The Lasco Lascondor (also frequently known by the misspelling "Lasconder") was a 1930s Australian 8-seat passenger and mail carrier aircraft built by the Larkin Aircraft Supply Company (Lasco) at Coode Island, Victoria. It is claimed to be the first multi-engined aircraft designed and built in the Southern Hemisphere.

==History==
Development of the Lascondor began in June 1928, concurrently with the company's Lascoter; the two aircraft had 90% commonality of structural parts. Like the Lascoter the Lascondor
was a high-wing monoplane with a tubular steel structure, featuring a tailwheel undercarriage and a fully enclosed cabin for the passengers and the pilot.
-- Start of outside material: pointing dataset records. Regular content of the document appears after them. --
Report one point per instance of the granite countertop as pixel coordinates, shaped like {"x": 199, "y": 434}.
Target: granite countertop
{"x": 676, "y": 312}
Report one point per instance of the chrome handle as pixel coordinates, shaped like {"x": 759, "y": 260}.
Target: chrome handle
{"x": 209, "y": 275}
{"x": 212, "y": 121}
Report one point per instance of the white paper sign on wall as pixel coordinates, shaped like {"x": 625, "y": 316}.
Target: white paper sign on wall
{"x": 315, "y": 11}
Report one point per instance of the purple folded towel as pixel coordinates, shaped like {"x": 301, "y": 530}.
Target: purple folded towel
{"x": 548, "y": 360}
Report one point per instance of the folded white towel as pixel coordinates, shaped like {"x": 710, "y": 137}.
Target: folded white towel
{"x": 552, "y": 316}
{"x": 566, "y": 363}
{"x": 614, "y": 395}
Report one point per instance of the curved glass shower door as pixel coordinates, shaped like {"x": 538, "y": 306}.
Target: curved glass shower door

A major change was the Lascondor's three Armstrong Siddeley Mongoose engines instead of the Lascoter's single more powerful Siddeley Puma engine. The Lascondor also had greater fuel capacity and a slightly longer fuselage with a redesigned cabin to accommodate an extra row of seats. In addition, while the Lascoter had two sets of flying controls in the cockpit the Lascondor had only one to allow for another passenger seat, giving an overall capacity of seven passengers and one pilot.